Desde la
encomienda de Barcelona volvemos a compartir con todos vosotros el apartado
dedicado a la figura de san Padre Pío, conocido también como el santo de los
estigmas. Comentamos su vida, porque es todo un ejemplo de la santidad que el
individuo puede lograr, aunque para ello la carga a soportar sean insultos,
vejaciones, golpes y demás suplicios provocados por Satanás en la figura del
Padre Pío, quien con devoción y amor hacia los demás, no cesaba de curar y
ofrecer milagros en vida.
Desde
Temple Barcelona estamos convencidos de que su lectura os cautivará.
¡Levántate
y anda!
Pascual Di Chiara, canciller del Juzgado de
Paz de San Giovanni Rotondo, podía dar fe de esa misma indulgencia. Cierto día,
tras una desafortunada caída, empezó a cojear de la pierna izquierda. Incapaces
de curarle, los médicos le condenaron a renquear de por vida. Hasta que un día,
el Padre Pío le ordenó: “¡Tira el bastón y camina!”.
Y Pascual, como si escuchase al mismísimo
Jesús, echó a andar tan tranquilo.
Claro que su alegría fue mayor al ver que su
hijo de tres años, víctima de una parálisis infantil, dejaba el aparato
ortopédico que llevaba en las piernas por orden del Padre Pío. Desde entonces,
caminó ya siempre con normalidad.
Pascual Urbano, de Foggia, cojeaba también al
andar tras precipitarse al suelo desde lo alto de un carro. Bastó con que el
Padre Pío le conminase: “¡Levántate y anda! ¡Tira esos bastones!”. Y él, como
si tal cosa, caminó.
Otro día, José Canaponi, de Sarteano, resultó
embestido por un camión mientras viajaba en su rudimentaria motocicleta.

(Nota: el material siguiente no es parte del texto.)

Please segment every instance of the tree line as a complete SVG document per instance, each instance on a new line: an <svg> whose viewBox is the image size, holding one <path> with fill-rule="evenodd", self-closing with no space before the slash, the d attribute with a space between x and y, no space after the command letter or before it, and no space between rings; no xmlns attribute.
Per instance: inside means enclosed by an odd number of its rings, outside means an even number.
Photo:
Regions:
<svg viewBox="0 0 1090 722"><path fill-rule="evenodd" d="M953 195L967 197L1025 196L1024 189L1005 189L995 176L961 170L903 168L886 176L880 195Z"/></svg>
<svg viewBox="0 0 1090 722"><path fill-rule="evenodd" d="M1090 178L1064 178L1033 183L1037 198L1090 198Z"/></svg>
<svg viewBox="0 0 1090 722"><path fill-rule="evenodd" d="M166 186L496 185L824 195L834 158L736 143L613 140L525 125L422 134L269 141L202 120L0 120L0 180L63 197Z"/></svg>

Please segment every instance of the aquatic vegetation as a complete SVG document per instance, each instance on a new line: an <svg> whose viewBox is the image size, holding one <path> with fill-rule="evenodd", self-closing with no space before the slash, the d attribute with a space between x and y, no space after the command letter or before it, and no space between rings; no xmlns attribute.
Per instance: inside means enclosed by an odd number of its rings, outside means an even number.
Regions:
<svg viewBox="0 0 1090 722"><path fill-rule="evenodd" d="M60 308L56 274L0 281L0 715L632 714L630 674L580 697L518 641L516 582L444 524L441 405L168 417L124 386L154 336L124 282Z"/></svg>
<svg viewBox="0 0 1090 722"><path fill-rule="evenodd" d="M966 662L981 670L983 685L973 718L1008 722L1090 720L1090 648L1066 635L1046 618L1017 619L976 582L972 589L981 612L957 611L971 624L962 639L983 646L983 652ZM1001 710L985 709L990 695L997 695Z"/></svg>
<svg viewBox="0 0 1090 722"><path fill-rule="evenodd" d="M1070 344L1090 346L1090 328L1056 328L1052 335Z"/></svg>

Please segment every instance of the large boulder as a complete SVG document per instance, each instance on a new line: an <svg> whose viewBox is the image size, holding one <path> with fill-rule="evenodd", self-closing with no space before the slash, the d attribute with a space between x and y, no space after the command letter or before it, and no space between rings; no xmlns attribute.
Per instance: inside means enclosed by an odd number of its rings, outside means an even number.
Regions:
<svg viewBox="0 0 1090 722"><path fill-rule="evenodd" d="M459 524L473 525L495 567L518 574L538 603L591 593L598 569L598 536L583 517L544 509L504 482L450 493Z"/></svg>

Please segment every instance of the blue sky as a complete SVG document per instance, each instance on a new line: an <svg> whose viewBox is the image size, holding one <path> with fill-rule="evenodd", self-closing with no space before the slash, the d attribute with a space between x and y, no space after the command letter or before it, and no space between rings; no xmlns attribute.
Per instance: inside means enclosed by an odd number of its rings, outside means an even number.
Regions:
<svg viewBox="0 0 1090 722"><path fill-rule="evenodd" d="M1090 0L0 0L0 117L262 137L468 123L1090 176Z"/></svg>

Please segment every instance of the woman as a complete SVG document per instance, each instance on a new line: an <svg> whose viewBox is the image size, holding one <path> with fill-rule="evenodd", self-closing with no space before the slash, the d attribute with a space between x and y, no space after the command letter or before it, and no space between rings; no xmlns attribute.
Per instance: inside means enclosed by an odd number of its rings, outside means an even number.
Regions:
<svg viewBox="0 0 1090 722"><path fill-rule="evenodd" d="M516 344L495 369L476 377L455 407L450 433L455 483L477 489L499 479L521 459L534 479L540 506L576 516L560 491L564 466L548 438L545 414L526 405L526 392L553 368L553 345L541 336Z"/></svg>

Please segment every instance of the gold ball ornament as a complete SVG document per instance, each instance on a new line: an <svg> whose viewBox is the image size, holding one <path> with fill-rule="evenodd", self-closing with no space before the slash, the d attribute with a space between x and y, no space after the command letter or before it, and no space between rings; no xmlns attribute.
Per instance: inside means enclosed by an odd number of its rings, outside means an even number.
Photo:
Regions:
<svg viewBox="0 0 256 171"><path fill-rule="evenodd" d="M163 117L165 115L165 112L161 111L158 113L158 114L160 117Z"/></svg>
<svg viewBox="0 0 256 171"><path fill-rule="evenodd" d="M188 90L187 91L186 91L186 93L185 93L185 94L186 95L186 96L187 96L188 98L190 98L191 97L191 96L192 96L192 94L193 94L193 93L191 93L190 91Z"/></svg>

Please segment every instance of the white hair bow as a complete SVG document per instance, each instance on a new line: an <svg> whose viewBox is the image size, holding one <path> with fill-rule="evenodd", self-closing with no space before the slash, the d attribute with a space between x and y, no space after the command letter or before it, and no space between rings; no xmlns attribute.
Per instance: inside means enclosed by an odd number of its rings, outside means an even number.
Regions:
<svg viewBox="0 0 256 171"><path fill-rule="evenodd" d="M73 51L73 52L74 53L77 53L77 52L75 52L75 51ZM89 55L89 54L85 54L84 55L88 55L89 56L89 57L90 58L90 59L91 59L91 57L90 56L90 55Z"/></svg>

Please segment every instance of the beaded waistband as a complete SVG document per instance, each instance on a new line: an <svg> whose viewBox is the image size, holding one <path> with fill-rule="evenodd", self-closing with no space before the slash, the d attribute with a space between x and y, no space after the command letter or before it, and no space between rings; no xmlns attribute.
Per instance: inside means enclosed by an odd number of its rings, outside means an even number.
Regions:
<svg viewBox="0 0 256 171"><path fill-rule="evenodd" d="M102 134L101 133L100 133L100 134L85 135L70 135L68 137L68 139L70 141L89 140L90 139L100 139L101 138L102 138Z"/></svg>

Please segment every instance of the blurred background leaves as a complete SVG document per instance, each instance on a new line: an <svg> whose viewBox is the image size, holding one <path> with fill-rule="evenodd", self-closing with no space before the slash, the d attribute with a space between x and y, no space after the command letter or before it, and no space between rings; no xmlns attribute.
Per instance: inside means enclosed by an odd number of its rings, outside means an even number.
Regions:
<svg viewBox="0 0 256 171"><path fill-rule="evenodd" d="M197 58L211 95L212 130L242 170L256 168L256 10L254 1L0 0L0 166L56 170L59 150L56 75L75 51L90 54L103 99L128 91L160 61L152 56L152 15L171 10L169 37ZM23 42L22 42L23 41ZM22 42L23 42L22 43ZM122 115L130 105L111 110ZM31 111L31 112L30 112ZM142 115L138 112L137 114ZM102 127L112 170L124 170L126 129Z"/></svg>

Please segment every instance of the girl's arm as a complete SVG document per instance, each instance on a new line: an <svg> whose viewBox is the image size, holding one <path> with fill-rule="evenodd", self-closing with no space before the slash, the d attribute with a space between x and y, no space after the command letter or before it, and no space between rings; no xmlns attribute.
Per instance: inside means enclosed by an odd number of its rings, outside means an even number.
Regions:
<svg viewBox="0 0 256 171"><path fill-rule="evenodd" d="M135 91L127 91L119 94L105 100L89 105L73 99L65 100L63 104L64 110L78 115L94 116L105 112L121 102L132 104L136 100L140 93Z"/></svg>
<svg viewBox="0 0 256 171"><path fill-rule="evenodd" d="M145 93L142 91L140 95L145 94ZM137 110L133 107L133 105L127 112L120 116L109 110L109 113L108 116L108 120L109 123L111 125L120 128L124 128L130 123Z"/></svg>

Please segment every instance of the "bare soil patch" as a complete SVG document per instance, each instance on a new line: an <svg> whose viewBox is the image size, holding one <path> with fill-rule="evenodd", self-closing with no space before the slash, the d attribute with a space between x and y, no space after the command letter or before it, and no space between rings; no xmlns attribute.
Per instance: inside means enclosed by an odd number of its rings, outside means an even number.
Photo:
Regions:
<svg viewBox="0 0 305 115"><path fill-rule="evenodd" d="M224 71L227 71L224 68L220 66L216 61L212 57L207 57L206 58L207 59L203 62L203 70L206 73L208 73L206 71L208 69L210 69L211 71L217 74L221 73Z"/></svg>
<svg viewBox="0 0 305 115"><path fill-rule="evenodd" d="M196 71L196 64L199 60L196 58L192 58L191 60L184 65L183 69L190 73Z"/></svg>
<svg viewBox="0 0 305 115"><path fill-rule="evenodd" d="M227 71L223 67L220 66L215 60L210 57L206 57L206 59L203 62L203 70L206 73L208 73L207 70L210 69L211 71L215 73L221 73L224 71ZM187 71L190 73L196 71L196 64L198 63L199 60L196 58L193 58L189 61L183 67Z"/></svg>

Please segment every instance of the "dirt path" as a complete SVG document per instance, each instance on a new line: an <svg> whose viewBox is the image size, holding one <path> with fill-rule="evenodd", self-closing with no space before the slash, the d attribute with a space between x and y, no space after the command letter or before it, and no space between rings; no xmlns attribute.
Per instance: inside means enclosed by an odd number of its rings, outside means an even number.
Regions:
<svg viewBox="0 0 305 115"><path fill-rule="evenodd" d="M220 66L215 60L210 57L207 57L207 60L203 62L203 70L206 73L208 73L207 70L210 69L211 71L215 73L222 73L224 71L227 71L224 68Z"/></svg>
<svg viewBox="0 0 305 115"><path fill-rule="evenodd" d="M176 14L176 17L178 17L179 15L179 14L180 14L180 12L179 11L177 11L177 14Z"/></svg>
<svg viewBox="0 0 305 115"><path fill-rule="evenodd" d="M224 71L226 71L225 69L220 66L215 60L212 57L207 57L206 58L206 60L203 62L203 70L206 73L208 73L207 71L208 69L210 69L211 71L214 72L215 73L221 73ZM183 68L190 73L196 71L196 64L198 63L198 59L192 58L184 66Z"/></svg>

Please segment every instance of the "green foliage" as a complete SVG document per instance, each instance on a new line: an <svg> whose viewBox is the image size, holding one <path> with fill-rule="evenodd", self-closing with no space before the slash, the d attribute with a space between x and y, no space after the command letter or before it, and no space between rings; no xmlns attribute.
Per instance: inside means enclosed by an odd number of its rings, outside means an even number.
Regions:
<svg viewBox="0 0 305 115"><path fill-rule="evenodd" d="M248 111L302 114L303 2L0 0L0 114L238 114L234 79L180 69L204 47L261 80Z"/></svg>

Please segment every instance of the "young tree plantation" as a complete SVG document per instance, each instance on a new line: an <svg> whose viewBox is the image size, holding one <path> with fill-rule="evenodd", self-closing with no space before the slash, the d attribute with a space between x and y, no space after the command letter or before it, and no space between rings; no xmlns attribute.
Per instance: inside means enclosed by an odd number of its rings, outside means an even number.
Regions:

Trasladado al Instituto Ortopédico Rizzoli de Bolonia, los médicos comprobaron
que se había fracturado el fémur izquierdo. Durante tres años, la pierna de
José Canaponi se le quedó rígida como un palo. Apoyado en sus bastones, llegó
un día a San Giovanni Rotondo acompañado de su mujer y de su hijo para
confesarse con el Padre Pío. En cuanto quiso darse cuenta, había hincado ya las
rodillas en el confesionario, incluida la que tenía anquilosada desde hacía
tres años. Absuelto de sus pecados, se incorporó con toda naturalidad ante el
asombro de la esposa y el hijo.
Más tarde, el doctor Leopoldo Giuntini,
director de la Clínica Ortopédica de la Universidad de Siena, aportó la
siguiente declaración ideal para escépticos:
“La inmediata reanudación del movimiento
articular, en el caso Canaponi, constituye un hecho que no se puede explicar
dentro de los límites de los actuales conocimientos.”
Curaciones, conversiones, gracias a raudales…
eran consecuencia del amor incondicional del Padre Pío por las ánimas:
“Señor –imploraba el fraile-, no me permitas
ir al Paraíso hasta que el último de mis hijos, la última de las personas
confiadas a mi cuidado sacerdotal, entre antes que yo.”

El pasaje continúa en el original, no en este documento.